Book | Retirement

Retirement Insecurity: The Income Shortfalls Awaiting the Soon-to-Retire

Click here to order


Introduction

Today’s older workers will live longer and spend more time in retirement than
workers in any previous generation. This trend presents a challenge to workers and to public policy that has to date been met with analyses that, by looking primarily at household wealth and savings, address the issue only around the edges. The key question, however, tends to be ignored: will households have enough income to afford a decent standard of living in retirement?

Between 1989 and 1998, a period of strong economic growth and a 248%
rise in stock prices, the annual income that a household headed by a person approaching retirement (i.e., age 47-64) could expect in retirement rose at the average by 7%, to $50,000 a year. But gains for the average have not meant gains for all households. Over this same period, the share of these near-retirement households unable to expect adequate income in retirement increased:

  • By 1998 (the latest year of available data), 18.5% of households headed by a person approaching retirement could expect incomes below the poverty line.
  • This share actually increased during the 1990s, up from 17.2% in 1989.
  • The share of these households unable to replace half of their pre-retirement
    income rose sharply, from 29.9% in 1989 to 42.5% in 1998. The share was
    even higher in 1998 among African American and Hispanic households, at
    52.7%.

The increasing reliance on individual investment of retirement funds — exemplified
most clearly by the growth in 401(k)s, individual retirement accounts, and
other defined contribution pension plans — and the decline in traditional pensions, might lead one to expect that the period of fast stock market growth that began in 1983 would have produced more retirement wealth and improved retirement income adequacy. After all, by 1998 59.7% of households approaching retirement had investments in defined contribution accounts, up from 11.9% in 1983.

Yet for the typical (median) household headed by a person age 47-64, retirement
wealth actually declined from 1983 to 1998, by 11%, while rising 4% on
average. Retirement wealth declined for the household at the middle of the wealth distribution while it rose overall because the pattern of retirement wealth growth was very unequal:

  • Among households headed by a person approaching retirement, only households with wealth holdings above $1 million saw consistent increases in their wealth, after inflation. All other wealth classes, even those with between $500,000 and $1 million in net worth, saw their retirement wealth fall from 1983 to 1998.
  • Growth in retirement wealth tended to be the province of white households, who saw a 6.1% increase in average retirement wealth. Black and Hispanic households experienced a 19.9% drop.
  • Growth in retirement wealth also tended to be the province of college-educated households, who experienced a 6.4% increase in their average wealth. Among the 72% of the workforce without a college degree, mean retirement wealth dropped by 39.1% where the household head had less than 12 years of schooling. 9.9% for high school graduates, and 10.5% for workers with some college.

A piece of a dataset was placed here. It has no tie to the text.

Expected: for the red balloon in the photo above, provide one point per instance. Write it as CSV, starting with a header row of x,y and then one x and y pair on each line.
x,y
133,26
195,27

One reason for the deterioration of retirement wealth for the typical household is that pension coverage for households (either traditional pension of defined contribution plan) barely changed from 1983 to 1998. Among households headed by a person age 47-64, 73.7% were covered by a pension plan in 1998, and improvement of only 3.5 percentage points in pension coverage compared to 1983. At this rate it will take 113 years to achieve pension coverage for all households.

Thus, an extraordinary 15-year run-up in stock prices at a time when public policy was encouraging expanded individual investment for retirement did not enhance retirement income adequacy for the typical household, even as the market was near its height. Moreover, it is important to remember that all gains made after 1998 in terms of household wealth had disappeared by the third quarter of 2001, when household financial net worth fell back to its third-quarter 1998 level. New policies are needed to ensure that the broad majority of households have access to pensions and adequate incomes in retirement.

As a first step for public policy, pension coverage needs to be improved. Until then, as long as a substantial share of future retirees lack adequate resources, it seems prudent for policy makers to keep Social Security intact, rather than subject it to the risks of privatization. This is particularly true now that Social Security offers almost universal coverage: thanks to mandatory coverage for most workers, Social Security’s reach rose from 82.4% in 1983 to 98.4% in 1998.

Next, retirement wealth accumulation needs to be improved for the vast majority of households. The growing system of voluntary accounts in the United States has produced greater inequality between rich and median households and declining retirement wealth for the typical household. In contrast, Social Security, which pools contributions in order to ensure a retirement income floor for all participants, is the one segment of the retirement system that distributes its wealth universally. Thus, one possibility for improving the adequacy of retirement income for the typical household would be to improve Social Security benefits.